The Hilu outrigger is a personal size, beach launched sports boat in the sailing canoe style. Hilu was AMF's production version of a boat variety more commonly found in designs hand-built by outrigger aficionados. Hilu utilizes fiberglass pontoons and carries a single polyester lateen sail mounted to an un-stayed aluminum mast.

Unlike most of the sailboats in their catalog, the Hilu was commissioned by and expressly designed for AMF. Hilu is the Hawaiian name for the black striped wrasse, a species of reef fish, apparently alluding to the Polynesian heritage of the sailing canoe. This added yet another species to AMF's creel of sailboats named for oceanic wildlife.

== Characteristics ==

The Hilu is a tacking outrigger. The hulls are of unequal length and displacement, and the mast is stepped in the larger of the two pontoon hulls. The Hilu is sometimes mistaken for a catamaran or a proa, but it is neither. A catamaran has two identical hulls, and a proa shunts rather than tacking and jibing to come about.

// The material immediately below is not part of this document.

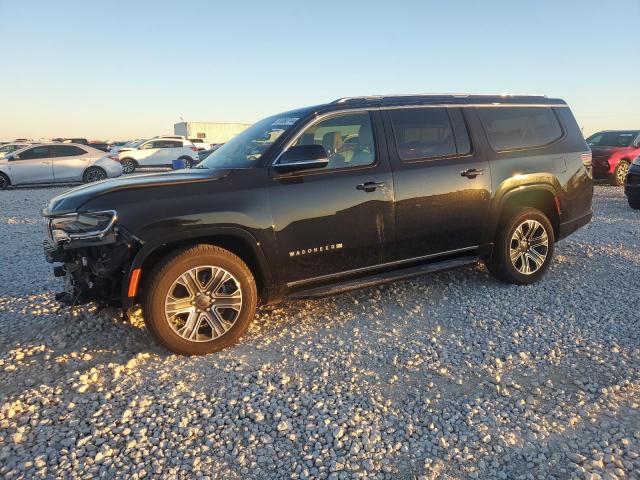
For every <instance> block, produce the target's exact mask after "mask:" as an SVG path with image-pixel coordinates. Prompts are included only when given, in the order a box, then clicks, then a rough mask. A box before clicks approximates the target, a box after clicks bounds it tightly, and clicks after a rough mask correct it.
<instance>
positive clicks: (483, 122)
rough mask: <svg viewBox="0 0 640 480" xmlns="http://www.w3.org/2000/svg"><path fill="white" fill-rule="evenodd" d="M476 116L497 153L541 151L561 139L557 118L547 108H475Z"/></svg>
mask: <svg viewBox="0 0 640 480" xmlns="http://www.w3.org/2000/svg"><path fill="white" fill-rule="evenodd" d="M478 115H479V116H480V120H481V121H482V125H483V126H484V130H485V132H486V134H487V139H488V140H489V144H490V145H491V148H493V149H494V150H495V151H497V152H500V151H504V150H519V149H527V148H537V147H542V146H544V145H548V144H550V143H553V142H555V141H557V140H559V139H560V138H562V135H563V132H562V127H561V126H560V122H559V121H558V117H556V114H555V113H554V111H553V110H552V109H551V108H547V107H495V108H494V107H489V108H478Z"/></svg>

Hilu tacks and jibes as a normal sailboat, it has permanent fore and aft ends rather than a permanent windward and leeward side, and it does not "shunt" to come about so is more akin to the Malibu outrigger of the 1950s. Due to the asymmetric sailing behavior, Hilu is not quite as easy for the novice sailor to master as some of AMF's other beach boats.

== History ==

To create the Hilu, AMF commissioned an industrial design/commercial art group in Farmington, Connecticut, which had no prior experience with boat design. Upon its debut, experienced sailors were not impressed by the way the Hilu sailed.

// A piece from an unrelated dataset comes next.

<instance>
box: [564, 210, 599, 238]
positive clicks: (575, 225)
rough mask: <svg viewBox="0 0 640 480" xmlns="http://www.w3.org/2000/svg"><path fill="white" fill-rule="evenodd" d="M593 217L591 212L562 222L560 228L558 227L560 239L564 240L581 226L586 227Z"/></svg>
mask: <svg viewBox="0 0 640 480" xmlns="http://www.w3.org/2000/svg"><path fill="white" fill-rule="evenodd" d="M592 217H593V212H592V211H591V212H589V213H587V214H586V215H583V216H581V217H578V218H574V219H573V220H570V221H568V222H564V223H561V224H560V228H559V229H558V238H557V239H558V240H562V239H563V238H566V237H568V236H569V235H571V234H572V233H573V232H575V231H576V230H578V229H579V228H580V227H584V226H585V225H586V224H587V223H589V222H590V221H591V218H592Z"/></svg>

Hilu never received the same level of acceptance by the sailing public as other AMF boats, particularly the Sunfish. This may have been due to its design not being quite so novice friendly, or it may have been due to the experimental nature of AMF's attempt to bring something different to the commercial side of beach boating.

With demand falling far below the popularity of its AMF cousins, the Hilu lasted only a few years in the marketplace.

After AMF acquired Alcort, Inc. in 1969, they named their sailboat product line the "Alcort Division", springboarding off the strong name recognition that Alcort, Inc. had built up over its 24-year history developing and marketing beach boats.